今天,邓谦主动给他打了电话,让他帮着解围,所以,即便是大闯说话让磊哥听起来并不那么顺耳,他也没有发作,原因很简单,就因为在他的心里,大闯是邓谦的人,既然邓谦让他帮忙,那磊哥就得做足了,好还他这个人情。
“我说,这事你别管,让你的兄弟们别动,我手上的酒瓶子,不认识哪个是磊哥的人,哪个是他虎逼的人!他们要是上来把我撂倒了,那我认了!”大闯瞪着眼珠子,铿锵有力的说道。
他这一句话,直接将磊哥僵住了。
言外之意,今天就是没有你磊哥过来,那我也走定了。你拦在这,我还得卖你个面子,现在你带着你的人别动,我看他们哪个敢上来,我要是让他们把我撂倒了,那我认了,但你别动手,就算是帮我了。
大闯说出这话,既驳了磊哥,同时也没有折了他的面子,让磊哥觉得,这个大闯虽然说话冲,但至少他不会像愣头青一样的呛你。
小果儿在旁边,脸上泛着难色,一时间也不知道该说什么好了。
刚刚也是他给邓谦打的电话,邓谦才又给这个东郊当地的一个大哥打的电话。
东郊顶尖的大哥是韦光,这点毋庸置疑,虽然东郊基本上是他一家独大,但还有一个地方是处于三不管的地带,那就是市区和东郊的交界地这一带。
而磊哥,无疑就是混在这一带的一个大哥,而且还是混的相当不错的一个。
磊哥其实属于市区的混子,但他的产业却有一半,开在市区和东郊的交界一带。
他和邹玉杰一样,自己有一间规模还算不小的游戏厅,那是他和朋友一起投资开的,而同时磊哥还帮人看着两间不大不小的ktv场子。

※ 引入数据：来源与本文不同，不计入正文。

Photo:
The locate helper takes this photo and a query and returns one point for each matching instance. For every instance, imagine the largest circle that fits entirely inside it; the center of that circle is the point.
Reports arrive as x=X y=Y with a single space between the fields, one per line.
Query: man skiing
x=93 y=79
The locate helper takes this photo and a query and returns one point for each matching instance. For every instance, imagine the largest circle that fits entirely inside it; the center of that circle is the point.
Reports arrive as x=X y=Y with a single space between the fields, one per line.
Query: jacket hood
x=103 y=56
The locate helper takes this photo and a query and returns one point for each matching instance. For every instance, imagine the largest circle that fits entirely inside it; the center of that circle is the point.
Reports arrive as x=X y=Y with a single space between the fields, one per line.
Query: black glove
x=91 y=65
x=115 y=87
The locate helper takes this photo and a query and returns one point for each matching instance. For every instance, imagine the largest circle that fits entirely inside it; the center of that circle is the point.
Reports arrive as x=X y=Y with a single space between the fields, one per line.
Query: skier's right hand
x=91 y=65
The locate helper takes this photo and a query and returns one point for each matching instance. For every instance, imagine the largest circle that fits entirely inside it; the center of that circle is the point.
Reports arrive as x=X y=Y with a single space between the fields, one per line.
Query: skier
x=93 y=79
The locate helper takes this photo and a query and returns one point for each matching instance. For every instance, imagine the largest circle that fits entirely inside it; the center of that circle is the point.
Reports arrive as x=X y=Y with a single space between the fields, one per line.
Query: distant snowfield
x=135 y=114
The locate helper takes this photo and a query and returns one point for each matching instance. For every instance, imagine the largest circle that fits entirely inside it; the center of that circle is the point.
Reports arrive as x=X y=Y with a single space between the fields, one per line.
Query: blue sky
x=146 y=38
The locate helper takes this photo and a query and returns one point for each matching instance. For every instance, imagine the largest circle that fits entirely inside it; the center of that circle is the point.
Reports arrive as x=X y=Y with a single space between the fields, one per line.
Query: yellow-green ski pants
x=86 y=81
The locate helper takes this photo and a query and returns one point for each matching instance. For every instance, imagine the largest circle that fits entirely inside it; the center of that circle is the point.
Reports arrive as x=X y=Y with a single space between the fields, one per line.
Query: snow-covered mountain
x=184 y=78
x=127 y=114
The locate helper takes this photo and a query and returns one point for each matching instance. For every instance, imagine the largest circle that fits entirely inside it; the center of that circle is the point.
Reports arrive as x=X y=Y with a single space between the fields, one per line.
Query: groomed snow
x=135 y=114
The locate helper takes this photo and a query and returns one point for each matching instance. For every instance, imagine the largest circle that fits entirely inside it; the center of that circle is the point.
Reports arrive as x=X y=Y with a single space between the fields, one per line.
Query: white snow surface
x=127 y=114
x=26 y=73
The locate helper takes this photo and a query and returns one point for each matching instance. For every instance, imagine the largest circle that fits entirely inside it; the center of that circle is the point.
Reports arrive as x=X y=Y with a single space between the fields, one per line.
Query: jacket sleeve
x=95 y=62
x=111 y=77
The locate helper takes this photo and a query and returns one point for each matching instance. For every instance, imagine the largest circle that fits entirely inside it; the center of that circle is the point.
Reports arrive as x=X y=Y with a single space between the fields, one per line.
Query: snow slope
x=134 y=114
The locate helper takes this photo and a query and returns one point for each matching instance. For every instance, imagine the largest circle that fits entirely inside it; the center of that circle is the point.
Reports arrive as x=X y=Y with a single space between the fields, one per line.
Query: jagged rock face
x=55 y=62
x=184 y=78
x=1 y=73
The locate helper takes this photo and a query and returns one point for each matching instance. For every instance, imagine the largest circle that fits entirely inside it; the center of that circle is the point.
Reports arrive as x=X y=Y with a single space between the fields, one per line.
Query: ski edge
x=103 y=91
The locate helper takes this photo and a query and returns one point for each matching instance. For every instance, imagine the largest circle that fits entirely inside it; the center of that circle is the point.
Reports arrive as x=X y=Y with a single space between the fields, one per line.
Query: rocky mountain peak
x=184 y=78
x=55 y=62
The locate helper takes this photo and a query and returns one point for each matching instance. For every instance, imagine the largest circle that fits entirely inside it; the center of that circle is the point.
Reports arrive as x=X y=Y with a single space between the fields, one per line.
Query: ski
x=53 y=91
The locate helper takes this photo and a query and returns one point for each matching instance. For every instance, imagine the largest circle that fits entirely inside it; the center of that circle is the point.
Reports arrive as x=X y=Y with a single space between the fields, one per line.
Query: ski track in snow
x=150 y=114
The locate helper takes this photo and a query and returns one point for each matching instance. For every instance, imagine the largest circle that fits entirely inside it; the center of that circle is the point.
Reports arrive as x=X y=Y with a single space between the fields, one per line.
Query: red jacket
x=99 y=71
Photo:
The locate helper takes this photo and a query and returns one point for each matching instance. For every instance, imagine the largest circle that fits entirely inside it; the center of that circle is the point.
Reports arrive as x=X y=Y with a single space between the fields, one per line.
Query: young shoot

而这里的胜都ktv就是其中之一。
见磊哥没有再说话,大闯知道这个时候就是离开的最好时机。
刚刚还以为要获救的虎子,在见到磊哥不做声后,脸上瞬间就显露出了痛苦哀求的表情,但是,他的嘴里因为已经被碎玻璃碴子扎破,根本就说不出话来。
这时,见虎子要被大闯带走,跟着虎子的小弟就有人掏出了手机。
大闯知道,这时候来的人是磊哥,那他还可以冲出去,而一旦被虎子的小弟再叫来人的话,那他们真的就不好脱身了。
“开车门!”大闯冲着小果儿的兄弟喊道。
听到大闯的叫喊,几个人拎着砍刀跑到了那台金杯车的跟前,拉开了车门。
大闯直接拽着虎子就朝金杯车过去。
“呜呜!”虎子的口中发出凄惨的叫声,他不想跟着大闯走,但是,大闯却将酒瓶子顶在了他的脖子上,瞬间一划。
虎子直觉着脖子一凉,跟着鲜血顺着伤口瞬间流到了衣领。
此时的虎子已经吓坏了,他曾经在镜山湖山庄见识过大闯下狠手,也知道,这个时候如果他挣扎的话,那大闯必定会在他的身上狠狠扎一下。
随即,他不再挣扎,他认怂了。
磊哥一手插着裤兜,就这么看着大闯将虎子拽上了车,随后关上了车门,将车子开走后,他的嘴角竟然微微上扬,露出了一丝笑模样。
“虎哥让人带走了,光哥问下来,你兜得住吗!”这时候,虎子的一个小弟,指着磊哥问道。
当这个小弟说完这句话的同时,那个老板的表情瞬间一怔,因为他知道,这话一出,谁就要倒霉了。
磊哥冲那小子微微一笑,一手揣着裤兜走到了他的跟前。
磊哥身上自带的一种气势,让那个小弟不自觉向后倒退了两步,身子直接靠在了身后的玻璃大门上。
“啪!”一个大巴掌甩在了这小子的脸上。
“你……”那小子手捂着脸,嘴里却说不出话来。
“草泥马,给我记住了,在这一片,只有我磊哥艹别人的道理,没有别人对我指手画脚的份!懂不?”磊哥瞪着那小子问道。
“……额。”那小子嘴唇颤抖着,点了点头。
可以看到,这个二笔青年在说出那句话的当时,就已经后悔了,但是,没办法,虎子这人挺虎,跟着他的小弟也自然近朱者赤近墨者黑。
可能虎子拔掉林继涛的氧气瓶,是他这辈子做的唯一一件对他来说算是超常发挥的“聪明”事了,除此之外,恐怕再难找出一件了。
此时,大门口其他的几个虎子的小弟还有嘴里嘟囔的。
“这人是谁啊,咋这么牛逼呢?没听说过啊……”一个刚跟着虎子的小弟,一脸茫然,泛着无知的小眼神,冲另一个小子问道。
“靠,你听说你就牛逼了,这是新园磊哥,他窜起来的那会儿,你还捧着书念他妈‘少年闰土’了。”另一小子挺装逼的解释道。
那人听后,破以为然的点了点头,但似乎又想起了什么,照着刚解释的那人脑袋上使劲拍了一下:“我艹,咱俩是他妈一届的好不好!”